En particulier, nos politiques qui nous fascinent mais qui demeurent si loin de nos vies et de nos préoccupations. Paris Match est le seul media de la presse écrite qui offre à ces politiques une occasion de nous démontrer combien ils sont (presque) comme nous.

La dernière « Une » ne fait pas exception à la règle. On y retrouve notre ministre du travail, Muriel Penicaud prenant la pose devant le Ministère du Travail, dans les jardins de l’hôtel du Châtelet. Une posture peu conventionnelle pour un personnage politique la montrant de plein pied en position de relaxation tai-chi. Cette photo n’aurait dérangé personne si elle ne montrait pas une Ministre en exercice, évoquant l’acte 2 de la réforme du travail, sujet hautement brûlant donc.

Évidemment, cette photo a fait le tour des réseaux sociaux, a été décryptée par des chroniqueurs radio, a soulevé la réaction des féministes qui y voient une attaque personnelle en raison de son genre. Puis on y a vu des références au Christ sur sa croix ou à une œuvre de Banksy. On rit de ces « mèmes » parfois caustiques, souvent très drôles. On s’interroge également sur l’interprétation que le titre nous livre, elle serait « en équilibre » sur un sujet sérieux, compliqué à gérer, qui touche les français.

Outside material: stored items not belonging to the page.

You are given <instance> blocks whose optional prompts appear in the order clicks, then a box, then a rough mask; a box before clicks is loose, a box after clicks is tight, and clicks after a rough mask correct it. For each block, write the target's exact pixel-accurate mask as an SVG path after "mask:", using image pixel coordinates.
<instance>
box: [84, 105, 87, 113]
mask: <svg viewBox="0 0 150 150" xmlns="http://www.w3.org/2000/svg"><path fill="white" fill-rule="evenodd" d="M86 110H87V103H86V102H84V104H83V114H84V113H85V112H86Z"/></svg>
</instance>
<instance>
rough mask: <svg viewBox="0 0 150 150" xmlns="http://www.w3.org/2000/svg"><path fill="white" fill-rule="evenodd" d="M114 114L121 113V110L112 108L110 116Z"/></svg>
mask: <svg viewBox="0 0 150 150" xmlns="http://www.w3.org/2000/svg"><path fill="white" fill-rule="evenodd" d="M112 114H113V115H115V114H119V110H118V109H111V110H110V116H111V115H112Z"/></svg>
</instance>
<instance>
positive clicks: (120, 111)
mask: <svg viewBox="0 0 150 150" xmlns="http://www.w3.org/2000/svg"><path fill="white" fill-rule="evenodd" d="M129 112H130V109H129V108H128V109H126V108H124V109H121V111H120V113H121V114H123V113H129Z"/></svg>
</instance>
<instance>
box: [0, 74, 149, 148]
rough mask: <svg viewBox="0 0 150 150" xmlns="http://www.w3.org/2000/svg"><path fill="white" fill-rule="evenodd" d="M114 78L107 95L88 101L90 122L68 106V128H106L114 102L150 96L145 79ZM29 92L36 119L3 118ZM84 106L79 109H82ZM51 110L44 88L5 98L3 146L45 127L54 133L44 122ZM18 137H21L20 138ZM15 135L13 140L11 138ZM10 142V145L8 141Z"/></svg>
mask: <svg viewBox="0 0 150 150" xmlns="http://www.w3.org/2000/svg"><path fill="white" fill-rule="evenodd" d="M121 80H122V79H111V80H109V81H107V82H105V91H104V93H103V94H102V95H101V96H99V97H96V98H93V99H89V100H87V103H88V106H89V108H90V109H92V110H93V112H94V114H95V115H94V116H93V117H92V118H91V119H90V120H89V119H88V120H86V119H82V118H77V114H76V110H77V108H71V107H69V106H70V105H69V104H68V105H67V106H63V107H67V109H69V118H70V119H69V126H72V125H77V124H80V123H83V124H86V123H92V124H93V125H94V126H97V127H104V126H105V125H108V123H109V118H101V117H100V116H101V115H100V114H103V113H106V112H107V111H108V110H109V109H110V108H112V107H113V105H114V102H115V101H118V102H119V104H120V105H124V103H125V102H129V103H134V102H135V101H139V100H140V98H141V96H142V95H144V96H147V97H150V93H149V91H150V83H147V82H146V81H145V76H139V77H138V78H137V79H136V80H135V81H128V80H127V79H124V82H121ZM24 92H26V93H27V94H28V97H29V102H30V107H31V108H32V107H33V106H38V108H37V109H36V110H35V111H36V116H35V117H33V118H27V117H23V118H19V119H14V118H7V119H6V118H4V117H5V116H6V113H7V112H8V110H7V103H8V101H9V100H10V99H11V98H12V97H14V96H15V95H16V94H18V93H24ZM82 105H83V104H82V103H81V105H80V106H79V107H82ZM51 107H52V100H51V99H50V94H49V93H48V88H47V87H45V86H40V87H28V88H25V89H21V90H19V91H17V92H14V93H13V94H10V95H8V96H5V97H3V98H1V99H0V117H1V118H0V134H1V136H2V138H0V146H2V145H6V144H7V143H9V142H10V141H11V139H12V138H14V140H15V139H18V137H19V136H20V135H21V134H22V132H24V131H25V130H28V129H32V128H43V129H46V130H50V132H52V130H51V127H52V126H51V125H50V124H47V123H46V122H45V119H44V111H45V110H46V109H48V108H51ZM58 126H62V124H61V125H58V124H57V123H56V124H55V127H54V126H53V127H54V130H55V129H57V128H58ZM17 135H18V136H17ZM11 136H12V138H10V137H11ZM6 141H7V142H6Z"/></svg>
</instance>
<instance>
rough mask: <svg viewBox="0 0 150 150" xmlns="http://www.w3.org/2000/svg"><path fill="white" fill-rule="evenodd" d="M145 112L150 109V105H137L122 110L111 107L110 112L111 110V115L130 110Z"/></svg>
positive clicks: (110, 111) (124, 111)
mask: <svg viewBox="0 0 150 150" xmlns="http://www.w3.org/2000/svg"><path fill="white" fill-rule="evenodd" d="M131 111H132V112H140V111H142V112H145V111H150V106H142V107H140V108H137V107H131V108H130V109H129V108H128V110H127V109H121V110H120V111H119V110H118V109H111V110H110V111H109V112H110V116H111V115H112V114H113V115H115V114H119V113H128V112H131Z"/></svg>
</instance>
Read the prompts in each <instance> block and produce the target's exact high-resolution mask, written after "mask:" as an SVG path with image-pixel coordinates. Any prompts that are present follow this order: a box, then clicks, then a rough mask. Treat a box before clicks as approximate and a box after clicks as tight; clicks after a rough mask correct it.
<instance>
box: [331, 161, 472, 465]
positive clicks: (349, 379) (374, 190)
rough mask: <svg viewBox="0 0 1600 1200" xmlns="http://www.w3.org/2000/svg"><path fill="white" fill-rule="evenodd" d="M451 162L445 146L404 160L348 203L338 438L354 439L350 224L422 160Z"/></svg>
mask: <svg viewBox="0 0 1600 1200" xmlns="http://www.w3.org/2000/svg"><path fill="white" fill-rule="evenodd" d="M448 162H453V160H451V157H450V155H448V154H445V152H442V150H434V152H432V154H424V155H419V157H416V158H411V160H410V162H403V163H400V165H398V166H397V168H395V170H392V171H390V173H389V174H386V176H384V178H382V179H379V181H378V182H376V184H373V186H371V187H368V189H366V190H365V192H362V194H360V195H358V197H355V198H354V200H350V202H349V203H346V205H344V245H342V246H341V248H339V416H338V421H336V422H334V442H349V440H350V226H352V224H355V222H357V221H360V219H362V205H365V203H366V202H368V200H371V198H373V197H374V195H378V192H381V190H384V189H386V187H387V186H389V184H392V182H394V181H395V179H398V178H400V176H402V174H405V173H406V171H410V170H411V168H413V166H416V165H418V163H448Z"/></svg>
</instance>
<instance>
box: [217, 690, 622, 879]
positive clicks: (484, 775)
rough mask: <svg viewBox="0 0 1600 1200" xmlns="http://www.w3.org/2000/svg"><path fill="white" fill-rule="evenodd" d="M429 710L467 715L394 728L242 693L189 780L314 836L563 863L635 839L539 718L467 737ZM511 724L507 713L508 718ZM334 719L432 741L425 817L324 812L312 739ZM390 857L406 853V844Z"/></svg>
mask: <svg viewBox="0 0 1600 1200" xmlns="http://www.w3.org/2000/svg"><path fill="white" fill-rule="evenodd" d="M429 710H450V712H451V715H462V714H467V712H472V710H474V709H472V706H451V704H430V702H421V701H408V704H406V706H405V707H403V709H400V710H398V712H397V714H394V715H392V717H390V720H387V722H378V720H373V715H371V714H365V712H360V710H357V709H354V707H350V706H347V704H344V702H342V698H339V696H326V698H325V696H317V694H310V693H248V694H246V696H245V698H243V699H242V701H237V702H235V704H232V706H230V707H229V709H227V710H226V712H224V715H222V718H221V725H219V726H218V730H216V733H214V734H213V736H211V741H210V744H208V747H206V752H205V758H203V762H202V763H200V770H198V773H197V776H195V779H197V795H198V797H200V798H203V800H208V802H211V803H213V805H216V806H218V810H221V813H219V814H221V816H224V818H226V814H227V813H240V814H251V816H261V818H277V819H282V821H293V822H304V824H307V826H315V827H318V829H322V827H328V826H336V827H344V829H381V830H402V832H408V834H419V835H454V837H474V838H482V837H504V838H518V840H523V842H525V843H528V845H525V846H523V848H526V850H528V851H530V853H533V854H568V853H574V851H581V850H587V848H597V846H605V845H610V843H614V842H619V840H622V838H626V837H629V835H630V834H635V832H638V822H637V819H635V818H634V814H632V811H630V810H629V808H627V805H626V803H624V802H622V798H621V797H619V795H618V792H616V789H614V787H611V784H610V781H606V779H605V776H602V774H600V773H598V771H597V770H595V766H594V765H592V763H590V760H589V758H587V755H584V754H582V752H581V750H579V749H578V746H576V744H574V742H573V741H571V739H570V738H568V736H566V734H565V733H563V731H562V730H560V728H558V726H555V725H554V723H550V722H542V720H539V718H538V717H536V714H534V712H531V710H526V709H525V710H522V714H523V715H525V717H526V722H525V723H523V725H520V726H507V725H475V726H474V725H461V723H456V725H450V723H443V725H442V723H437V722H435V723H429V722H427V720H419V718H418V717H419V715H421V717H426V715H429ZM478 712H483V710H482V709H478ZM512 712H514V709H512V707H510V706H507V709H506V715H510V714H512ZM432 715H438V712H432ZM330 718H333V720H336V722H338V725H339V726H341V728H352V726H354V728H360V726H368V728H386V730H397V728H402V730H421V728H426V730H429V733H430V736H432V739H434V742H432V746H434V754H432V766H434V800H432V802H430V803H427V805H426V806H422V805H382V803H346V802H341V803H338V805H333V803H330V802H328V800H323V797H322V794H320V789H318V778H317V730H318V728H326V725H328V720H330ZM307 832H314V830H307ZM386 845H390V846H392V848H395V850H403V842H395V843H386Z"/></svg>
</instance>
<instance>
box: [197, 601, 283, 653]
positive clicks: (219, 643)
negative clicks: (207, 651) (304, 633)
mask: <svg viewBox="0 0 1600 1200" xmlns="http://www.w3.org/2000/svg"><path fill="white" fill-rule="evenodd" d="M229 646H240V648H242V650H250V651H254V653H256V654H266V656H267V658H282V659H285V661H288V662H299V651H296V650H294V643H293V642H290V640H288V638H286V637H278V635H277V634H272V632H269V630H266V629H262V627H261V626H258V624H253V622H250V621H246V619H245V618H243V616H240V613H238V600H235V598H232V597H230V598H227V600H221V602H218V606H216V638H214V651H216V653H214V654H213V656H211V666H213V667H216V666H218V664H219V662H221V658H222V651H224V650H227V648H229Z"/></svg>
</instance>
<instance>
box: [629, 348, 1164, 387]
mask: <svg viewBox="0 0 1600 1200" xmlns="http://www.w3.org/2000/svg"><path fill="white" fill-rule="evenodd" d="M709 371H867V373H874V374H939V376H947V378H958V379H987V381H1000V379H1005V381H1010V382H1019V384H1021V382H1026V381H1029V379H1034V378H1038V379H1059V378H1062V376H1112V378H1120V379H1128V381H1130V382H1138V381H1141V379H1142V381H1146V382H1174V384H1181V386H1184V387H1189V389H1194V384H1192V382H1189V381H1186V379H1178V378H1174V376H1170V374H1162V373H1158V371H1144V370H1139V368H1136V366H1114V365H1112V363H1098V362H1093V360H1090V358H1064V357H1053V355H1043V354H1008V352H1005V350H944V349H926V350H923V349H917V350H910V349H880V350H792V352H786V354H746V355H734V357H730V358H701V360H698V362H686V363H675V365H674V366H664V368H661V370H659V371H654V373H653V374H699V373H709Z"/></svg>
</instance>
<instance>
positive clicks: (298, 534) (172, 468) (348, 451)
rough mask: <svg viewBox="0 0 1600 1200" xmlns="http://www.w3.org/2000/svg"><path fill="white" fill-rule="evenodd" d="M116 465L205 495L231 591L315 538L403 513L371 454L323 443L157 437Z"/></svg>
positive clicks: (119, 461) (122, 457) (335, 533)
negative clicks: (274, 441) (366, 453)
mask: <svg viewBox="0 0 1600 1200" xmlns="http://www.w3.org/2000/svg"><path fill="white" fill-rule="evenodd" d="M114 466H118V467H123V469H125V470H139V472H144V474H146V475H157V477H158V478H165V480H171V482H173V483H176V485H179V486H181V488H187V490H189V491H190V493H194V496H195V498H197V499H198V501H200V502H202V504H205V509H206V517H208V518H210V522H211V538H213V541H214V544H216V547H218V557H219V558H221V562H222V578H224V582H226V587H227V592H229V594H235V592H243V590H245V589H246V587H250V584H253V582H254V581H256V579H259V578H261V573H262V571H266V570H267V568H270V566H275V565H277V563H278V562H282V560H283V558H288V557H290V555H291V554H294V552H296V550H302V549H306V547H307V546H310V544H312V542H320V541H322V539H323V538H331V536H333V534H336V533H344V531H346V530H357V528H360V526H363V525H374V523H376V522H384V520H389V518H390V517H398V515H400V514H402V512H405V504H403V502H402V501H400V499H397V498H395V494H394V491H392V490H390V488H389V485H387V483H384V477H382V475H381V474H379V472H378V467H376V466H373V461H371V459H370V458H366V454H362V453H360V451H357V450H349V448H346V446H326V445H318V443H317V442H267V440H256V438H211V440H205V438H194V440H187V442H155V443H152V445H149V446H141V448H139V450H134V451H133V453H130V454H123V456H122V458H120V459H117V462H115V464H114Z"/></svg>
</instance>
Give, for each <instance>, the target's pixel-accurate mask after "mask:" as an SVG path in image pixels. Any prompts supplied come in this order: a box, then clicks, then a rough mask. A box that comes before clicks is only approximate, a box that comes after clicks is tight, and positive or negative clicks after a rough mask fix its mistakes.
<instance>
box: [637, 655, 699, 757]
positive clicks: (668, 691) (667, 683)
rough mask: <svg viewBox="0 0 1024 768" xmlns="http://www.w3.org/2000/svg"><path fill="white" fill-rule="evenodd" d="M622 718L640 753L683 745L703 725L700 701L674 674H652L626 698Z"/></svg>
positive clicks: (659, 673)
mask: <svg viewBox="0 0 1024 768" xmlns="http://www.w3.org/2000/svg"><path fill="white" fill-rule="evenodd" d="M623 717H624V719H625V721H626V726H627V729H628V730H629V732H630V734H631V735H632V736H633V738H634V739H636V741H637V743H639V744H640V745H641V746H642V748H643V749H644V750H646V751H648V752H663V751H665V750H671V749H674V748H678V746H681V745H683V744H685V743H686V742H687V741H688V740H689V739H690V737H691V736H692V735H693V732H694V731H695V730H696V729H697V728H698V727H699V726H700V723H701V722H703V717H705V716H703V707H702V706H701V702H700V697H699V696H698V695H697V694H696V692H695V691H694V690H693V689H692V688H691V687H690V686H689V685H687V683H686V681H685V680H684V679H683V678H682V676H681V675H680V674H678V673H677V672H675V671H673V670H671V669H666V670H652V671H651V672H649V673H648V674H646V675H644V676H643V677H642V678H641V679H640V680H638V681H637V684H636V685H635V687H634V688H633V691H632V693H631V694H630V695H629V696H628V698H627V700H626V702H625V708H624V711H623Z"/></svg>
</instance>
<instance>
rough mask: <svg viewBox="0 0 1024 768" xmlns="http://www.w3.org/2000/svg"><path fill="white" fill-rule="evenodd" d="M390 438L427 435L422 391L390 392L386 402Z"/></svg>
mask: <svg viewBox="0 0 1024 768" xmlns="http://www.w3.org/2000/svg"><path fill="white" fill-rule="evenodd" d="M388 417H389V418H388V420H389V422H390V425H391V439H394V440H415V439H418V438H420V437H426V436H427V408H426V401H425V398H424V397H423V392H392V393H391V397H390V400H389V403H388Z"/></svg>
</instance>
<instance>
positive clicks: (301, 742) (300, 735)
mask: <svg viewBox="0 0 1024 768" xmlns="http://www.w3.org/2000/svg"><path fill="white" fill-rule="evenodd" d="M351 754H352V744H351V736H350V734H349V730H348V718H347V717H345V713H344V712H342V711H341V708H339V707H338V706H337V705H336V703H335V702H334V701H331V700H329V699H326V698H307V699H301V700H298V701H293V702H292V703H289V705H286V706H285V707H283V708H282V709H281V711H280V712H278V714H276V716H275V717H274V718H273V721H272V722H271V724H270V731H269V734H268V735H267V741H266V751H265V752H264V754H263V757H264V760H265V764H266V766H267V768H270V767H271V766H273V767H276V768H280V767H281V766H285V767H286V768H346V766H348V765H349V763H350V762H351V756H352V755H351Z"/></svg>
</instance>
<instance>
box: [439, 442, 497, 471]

La communication politique à bien des égards est passionnante. Rien n’est évidemment laissé au hasard et cette couverture en est l’exemple parfait. Il suffit de voir comment une simple photo parvient à cristalliser autant de réactions, positives comme négatives. Le pari est gagné.

On parle (enfin !) de cette ministre dont la côte de popularité reste en berne (16% -4 Sondage BVA juin 2018). Et surtout, elle s’offre une tribune de deux pages pour exprimer son engagement à faire évoluer les choses, l’opportunité d’expliquer simplement son projet de loi à plus de 3,57 millions de lecteurs qui lisent Paris Match, le 2ème hebdomadaire le plus lu en France.

Avec un lectorat principalement composé de femmes (2,2 millions de lectrices), forcément impactées et sensibilisées aux thématiques de la formation, de l’emploi et de la lutte contre le chômage, ce choix pourrait s’avérer plus judicieux que l’on ne le croit.